Pour en revenir au babenda, nous les mossé nous nous en tenons aux ingrediens suivant : le mil ou le maïs entiers et écrasés grossièrement, le soumbala, les feuilles de haricot œil noir (faute de mieux le boromburu), la levure de la bière de mil et l’oseille (ou bito et faute de mieux le berenga). Attention à la préparation : bouillir d’abord les feuilles de haricot (et du boromburu si l’on veut) dans l’eau. on aurait auparavant ajouté la levure, le soumbala. Et quand l’eau recommence à bouillir avec les feuilles ajouter de la potasse assez. Cela a pour effet de ramollir les feuilles (et la viande du gibier s’il y en a) et de les cuire à point. Ensuite on ajoute l’oseille ou le berenga (ou les deux) dont l’aigreur ou l’amertume devrait s’équilibrer avec la potasse. Aussi l’onctuosité du menu ajoutée au beurre de karité n’a rien à envier à la succulence des plats réguliers.

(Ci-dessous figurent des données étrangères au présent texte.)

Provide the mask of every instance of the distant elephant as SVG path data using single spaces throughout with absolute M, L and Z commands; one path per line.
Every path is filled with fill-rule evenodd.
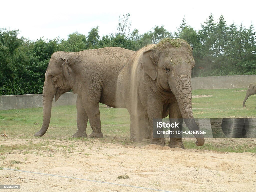
M 125 108 L 116 99 L 117 78 L 128 58 L 135 52 L 119 47 L 107 47 L 80 52 L 54 53 L 45 73 L 43 90 L 43 121 L 35 136 L 42 136 L 50 123 L 52 105 L 62 94 L 72 89 L 77 94 L 77 131 L 72 137 L 86 137 L 89 119 L 91 138 L 101 138 L 99 103 Z
M 185 40 L 167 38 L 146 46 L 125 65 L 118 76 L 117 91 L 121 92 L 130 115 L 131 140 L 142 140 L 138 129 L 144 128 L 142 125 L 149 121 L 151 143 L 164 146 L 164 138 L 153 137 L 153 120 L 168 114 L 170 118 L 184 118 L 191 130 L 199 130 L 192 112 L 192 54 Z M 196 144 L 203 145 L 203 135 L 194 135 Z M 184 148 L 182 136 L 173 137 L 170 135 L 169 146 Z
M 246 100 L 251 95 L 256 94 L 256 83 L 252 83 L 250 84 L 248 87 L 248 89 L 246 92 L 246 94 L 245 98 L 243 102 L 243 106 L 245 107 L 246 106 L 244 105 Z

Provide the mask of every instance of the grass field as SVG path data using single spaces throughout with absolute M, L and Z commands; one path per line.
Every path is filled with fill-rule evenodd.
M 192 98 L 194 117 L 256 118 L 256 96 L 250 97 L 247 101 L 246 108 L 243 107 L 242 104 L 246 90 L 236 89 L 193 91 L 193 96 L 212 96 Z M 127 110 L 126 109 L 106 109 L 105 107 L 103 104 L 100 106 L 102 130 L 104 135 L 100 142 L 130 144 L 131 142 L 129 140 L 130 118 Z M 53 107 L 49 128 L 42 139 L 73 140 L 92 139 L 70 138 L 77 130 L 76 119 L 75 106 Z M 0 137 L 0 144 L 1 139 L 19 138 L 29 140 L 33 138 L 34 133 L 41 128 L 42 121 L 42 108 L 0 111 L 0 133 L 3 133 L 4 131 L 9 136 L 7 138 Z M 88 126 L 87 132 L 88 134 L 91 132 L 91 130 L 89 126 Z M 184 143 L 185 147 L 188 148 L 196 148 L 218 151 L 256 152 L 255 145 L 254 144 L 255 142 L 253 140 L 252 141 L 251 140 L 245 139 L 222 139 L 222 140 L 220 142 L 219 141 L 217 142 L 216 139 L 208 139 L 209 142 L 206 142 L 203 146 L 200 147 L 195 146 L 195 139 L 184 140 Z M 230 142 L 230 139 L 236 142 Z M 246 142 L 244 142 L 246 140 Z M 149 143 L 149 141 L 146 140 L 145 142 L 138 143 L 137 144 L 143 145 Z M 36 148 L 38 146 L 34 146 Z M 1 150 L 6 149 L 3 149 L 3 146 L 1 147 L 0 153 Z M 11 149 L 9 149 L 11 150 Z

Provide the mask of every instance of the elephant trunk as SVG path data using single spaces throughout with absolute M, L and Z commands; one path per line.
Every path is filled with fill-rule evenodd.
M 172 82 L 170 82 L 170 87 L 176 97 L 180 112 L 186 125 L 189 130 L 200 130 L 193 116 L 192 112 L 192 92 L 191 78 L 187 75 L 179 75 Z M 196 144 L 202 146 L 205 142 L 203 135 L 194 134 L 197 141 Z
M 246 101 L 246 100 L 250 96 L 250 94 L 248 92 L 248 91 L 247 91 L 246 92 L 246 95 L 245 96 L 245 98 L 244 98 L 244 100 L 243 100 L 243 106 L 244 107 L 245 107 L 246 106 L 244 105 L 244 104 L 245 104 Z
M 56 91 L 52 83 L 46 77 L 43 89 L 43 124 L 40 130 L 35 134 L 35 136 L 42 137 L 47 131 L 51 119 L 52 100 Z

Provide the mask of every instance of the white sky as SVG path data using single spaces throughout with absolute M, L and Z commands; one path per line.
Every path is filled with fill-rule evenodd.
M 115 34 L 120 15 L 131 14 L 131 30 L 142 34 L 163 25 L 172 33 L 185 16 L 187 25 L 197 30 L 212 13 L 216 21 L 221 14 L 229 25 L 251 22 L 256 28 L 256 1 L 4 1 L 0 7 L 0 28 L 21 31 L 31 40 L 59 36 L 67 39 L 76 32 L 87 36 L 99 26 L 99 35 Z

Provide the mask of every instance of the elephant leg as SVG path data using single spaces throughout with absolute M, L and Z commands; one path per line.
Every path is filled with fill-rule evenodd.
M 82 97 L 77 95 L 77 131 L 72 137 L 86 137 L 86 131 L 88 121 L 88 117 L 83 105 Z
M 140 122 L 140 127 L 142 132 L 141 135 L 145 139 L 150 139 L 151 132 L 149 126 L 148 118 L 145 115 L 142 118 Z
M 175 100 L 174 102 L 170 104 L 169 106 L 169 116 L 170 118 L 172 119 L 176 119 L 175 120 L 176 121 L 178 121 L 179 119 L 182 118 L 182 115 L 180 111 L 178 105 L 177 101 Z M 180 120 L 181 123 L 179 124 L 180 126 L 179 128 L 170 128 L 170 130 L 175 131 L 175 130 L 182 130 L 182 122 L 181 120 Z M 170 123 L 171 123 L 170 122 Z M 175 133 L 175 132 L 174 132 Z M 183 144 L 182 142 L 182 135 L 179 135 L 175 137 L 173 135 L 170 135 L 170 142 L 168 145 L 168 146 L 171 148 L 177 147 L 181 148 L 184 149 L 185 149 L 184 145 Z
M 88 137 L 102 138 L 103 134 L 101 131 L 99 108 L 101 91 L 94 91 L 93 93 L 94 94 L 90 95 L 90 93 L 88 93 L 84 96 L 83 96 L 83 104 L 92 129 L 92 132 Z
M 154 138 L 153 136 L 153 120 L 154 119 L 162 119 L 163 116 L 163 104 L 160 101 L 152 99 L 148 104 L 147 112 L 148 117 L 151 135 L 150 143 L 163 146 L 165 144 L 165 139 L 163 138 Z
M 142 141 L 142 138 L 140 130 L 139 118 L 137 115 L 130 113 L 130 118 L 131 120 L 130 140 L 135 142 Z

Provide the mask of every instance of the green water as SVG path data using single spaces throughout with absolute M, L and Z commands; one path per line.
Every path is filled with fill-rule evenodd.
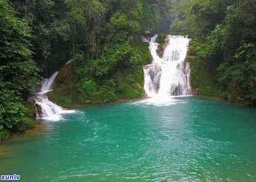
M 256 112 L 209 99 L 93 106 L 4 145 L 22 181 L 256 181 Z

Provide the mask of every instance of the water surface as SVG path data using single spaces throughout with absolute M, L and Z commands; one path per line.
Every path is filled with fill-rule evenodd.
M 256 112 L 210 99 L 92 106 L 4 145 L 22 181 L 255 181 Z

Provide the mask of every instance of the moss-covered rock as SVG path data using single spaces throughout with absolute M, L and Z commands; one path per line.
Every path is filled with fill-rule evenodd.
M 3 127 L 0 128 L 0 144 L 4 141 L 7 140 L 9 138 L 9 132 L 7 130 Z

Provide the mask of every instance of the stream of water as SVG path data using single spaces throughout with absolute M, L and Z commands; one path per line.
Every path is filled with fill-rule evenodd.
M 9 141 L 1 174 L 22 181 L 256 181 L 256 112 L 180 97 L 91 106 Z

Parfois on peut ajouter, comme mentionné plus haut du gibier ramené de la chasse par le maître de la maison.

Le babenda au départ était la nourriture des très pauvres. Mais surtout en période de soudure, tout le monde était à la même enseigne de la pauvreté. Il fallait trouver, de quoi survivre au dénuement total de ce manque de vivres. Trouver donc des expédients pour couper la faim en attendant les jours fastes des riliré et autre fête des ancêtres et cacher la honte devant ce fléau et sauvegarder la dignité aux yeux des enfants dont on a la responsabilité. C’était donc pour les adultes comme un cache-sexe qui tromperait la nudité corporelle. Mais au moins, ils s’en consolaient en comparaison du chien qui, lui, ne pouvait compter que sur ce même repas. Signe que lui aussi avait faim et rasait les murs la queue entre ses pattes tout aussi craintif comme pour cacher son sexe dans toute sa nudité malingre, méconnaissable du chien vigoureux de garde ou de chasse.

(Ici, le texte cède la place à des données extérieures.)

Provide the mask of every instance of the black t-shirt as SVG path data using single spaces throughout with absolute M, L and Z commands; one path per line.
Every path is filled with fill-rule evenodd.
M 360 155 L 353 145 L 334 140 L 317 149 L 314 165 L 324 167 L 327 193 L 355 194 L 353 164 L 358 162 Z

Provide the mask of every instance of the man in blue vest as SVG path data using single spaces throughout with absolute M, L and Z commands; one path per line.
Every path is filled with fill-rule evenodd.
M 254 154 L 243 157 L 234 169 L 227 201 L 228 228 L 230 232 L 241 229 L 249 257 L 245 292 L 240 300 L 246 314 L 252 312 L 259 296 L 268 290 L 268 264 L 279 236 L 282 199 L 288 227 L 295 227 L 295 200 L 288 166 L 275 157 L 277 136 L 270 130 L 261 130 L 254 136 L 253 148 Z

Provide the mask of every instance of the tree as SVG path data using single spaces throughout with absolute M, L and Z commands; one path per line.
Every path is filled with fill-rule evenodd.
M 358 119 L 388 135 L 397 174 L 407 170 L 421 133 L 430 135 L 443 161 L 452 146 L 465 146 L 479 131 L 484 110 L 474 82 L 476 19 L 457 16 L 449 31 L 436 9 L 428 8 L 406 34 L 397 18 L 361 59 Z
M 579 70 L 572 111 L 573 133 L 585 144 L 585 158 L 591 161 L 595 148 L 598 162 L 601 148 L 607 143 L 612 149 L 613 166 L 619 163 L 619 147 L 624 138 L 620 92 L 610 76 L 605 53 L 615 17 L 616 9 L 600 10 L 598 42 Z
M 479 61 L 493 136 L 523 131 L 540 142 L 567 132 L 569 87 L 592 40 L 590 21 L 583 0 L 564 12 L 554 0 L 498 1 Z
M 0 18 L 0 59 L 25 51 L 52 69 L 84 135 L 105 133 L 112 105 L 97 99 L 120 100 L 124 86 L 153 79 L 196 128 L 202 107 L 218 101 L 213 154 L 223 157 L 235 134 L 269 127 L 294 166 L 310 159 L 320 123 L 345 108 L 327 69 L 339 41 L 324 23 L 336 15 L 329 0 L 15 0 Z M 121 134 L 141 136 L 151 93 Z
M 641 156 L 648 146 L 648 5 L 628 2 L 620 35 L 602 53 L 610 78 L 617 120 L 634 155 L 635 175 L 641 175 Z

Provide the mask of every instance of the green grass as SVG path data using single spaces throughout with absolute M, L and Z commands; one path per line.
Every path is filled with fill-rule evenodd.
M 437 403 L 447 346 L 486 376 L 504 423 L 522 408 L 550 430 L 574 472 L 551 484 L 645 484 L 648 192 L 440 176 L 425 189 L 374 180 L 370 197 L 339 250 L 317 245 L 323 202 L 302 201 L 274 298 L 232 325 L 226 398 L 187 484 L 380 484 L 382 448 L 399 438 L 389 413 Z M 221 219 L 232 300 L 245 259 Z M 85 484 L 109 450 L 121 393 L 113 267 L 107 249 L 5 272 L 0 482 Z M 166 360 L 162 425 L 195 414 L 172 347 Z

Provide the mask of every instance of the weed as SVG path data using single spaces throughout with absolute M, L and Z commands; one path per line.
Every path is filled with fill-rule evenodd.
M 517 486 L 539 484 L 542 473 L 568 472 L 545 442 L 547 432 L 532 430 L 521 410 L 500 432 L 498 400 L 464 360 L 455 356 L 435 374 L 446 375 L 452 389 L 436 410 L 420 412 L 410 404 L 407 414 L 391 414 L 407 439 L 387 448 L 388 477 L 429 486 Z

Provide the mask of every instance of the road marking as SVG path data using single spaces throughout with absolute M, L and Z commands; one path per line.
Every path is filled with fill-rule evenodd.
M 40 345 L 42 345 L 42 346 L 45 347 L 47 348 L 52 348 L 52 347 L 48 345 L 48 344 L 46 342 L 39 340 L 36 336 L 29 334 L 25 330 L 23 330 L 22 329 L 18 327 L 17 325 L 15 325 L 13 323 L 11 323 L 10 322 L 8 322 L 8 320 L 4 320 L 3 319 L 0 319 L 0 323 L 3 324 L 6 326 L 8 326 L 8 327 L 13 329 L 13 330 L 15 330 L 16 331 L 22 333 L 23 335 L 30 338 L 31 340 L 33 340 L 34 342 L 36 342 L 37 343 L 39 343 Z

Dans notre monde d’abondance avec ses obésités, ses cholestérols, ses arthrites et arthroses, on commence à découvrir la richesse et les vertus du fait des oligo-éléments que ce plat renferme et à comprendre la longévité de nos parents et grands-parents. Aujourd’hui bien de femmes enceintes font leur cure d’albuminurie avec le babenda car il se mange bien sans sel. D’ailleurs la potasse et les feuilles aigres des hibiscus se combinent pour donner un sel, peut-être pas très perceptible au goût, mais il y a bien un arôme qui permet qu’on puisse bien se passer du vrai sel de cuisine. Du reste d’ailleurs les feuilles du bérenga bien cuit ensuite égoutté et bien malaxé avec de la potasse, se déguste bien également avec un filet d’huile ou du beurre de karité. Nos mamans, sans pruderie, appelaient ce plat : Biinda-raré pour désigner le plat du jour. J’espère que vous auriez compris l’analogie de cette terminologie qui indique qu’après avoir ingurgité un tel repas, on le restitue tel quel à la nature.
Cependant, je me garderai bien de bouder le plat d’ Adonija, car avec ses ingredients, cela semble bien plus succulent au goût, surtout l’oignon qui selon encore les scientifiques auraient les mêmes vertus que nos feuilles décrites plus haut. Et puis en plus, il est toujours intéressant d’explorer d’autres recettes comme on explorerait d’autres régions, d’autres peuples, car on y gagne en valeurs sociales comme de la diversité à l’union sacrée, économiques comme l’esprit d’entreprise ou de création et politiques comme ciment relationnel.